Ask someone to think of Valley Forge and they will nearly always envision an anonymous group of soldiers struggling against winter’s fury and clothed in nothing but rags. Certainly hardship did occur at Valley Forge, but the encampment experience could be characterized as “suffering as usual,” for privation was the continental soldier’s constant companion.
Army records and eyewitness accounts speak of a skilled and capable force in charge of its own destiny. Rather than wait for deliverance, the army located supplies, built log cabins to stay in, constructed makeshift clothing and gear, and cooked subsistence meals of their own concoction. Provisions, though never abundant in the early months of the encampment, were available.

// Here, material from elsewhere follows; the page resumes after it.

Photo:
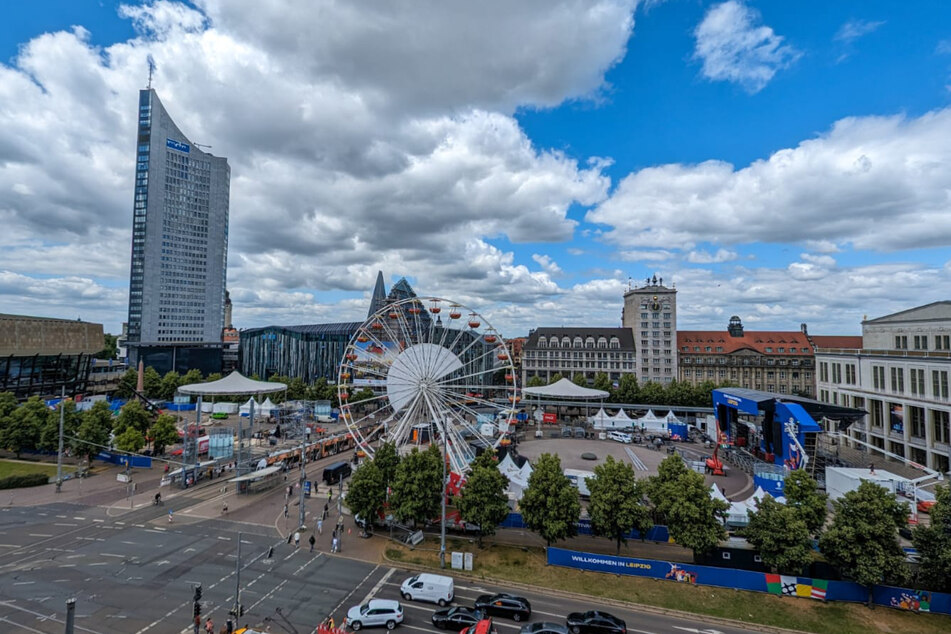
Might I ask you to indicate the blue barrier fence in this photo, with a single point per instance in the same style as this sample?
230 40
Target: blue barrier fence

This is a picture of the inside of one of the cabins the soldiers built. You will notice a fireplace for food preparation and warmth. While primitive, each cabin had seven bunks for sleeping off the floor. Imagine seven men spending the winter in these surroundings.
Shortages of clothing did cause severe hardship for a number of men, but many soldiers had a full uniform, and the well-equipped units patrolled, foraged, and defended the camp. The sound that would have reached your ears on approaching the camp was not that of a forlorn howling wind, but rather that of hammers, axes, saws, and shovels at work.
The small building known as Washington’s Headquarters was the place where General George Washington and his staff lived and worked for the six months of the Valley Forge winter encampment. Beginning on May 23, visitors will be delighted by a fully restored building and completely new facilities surrounding it.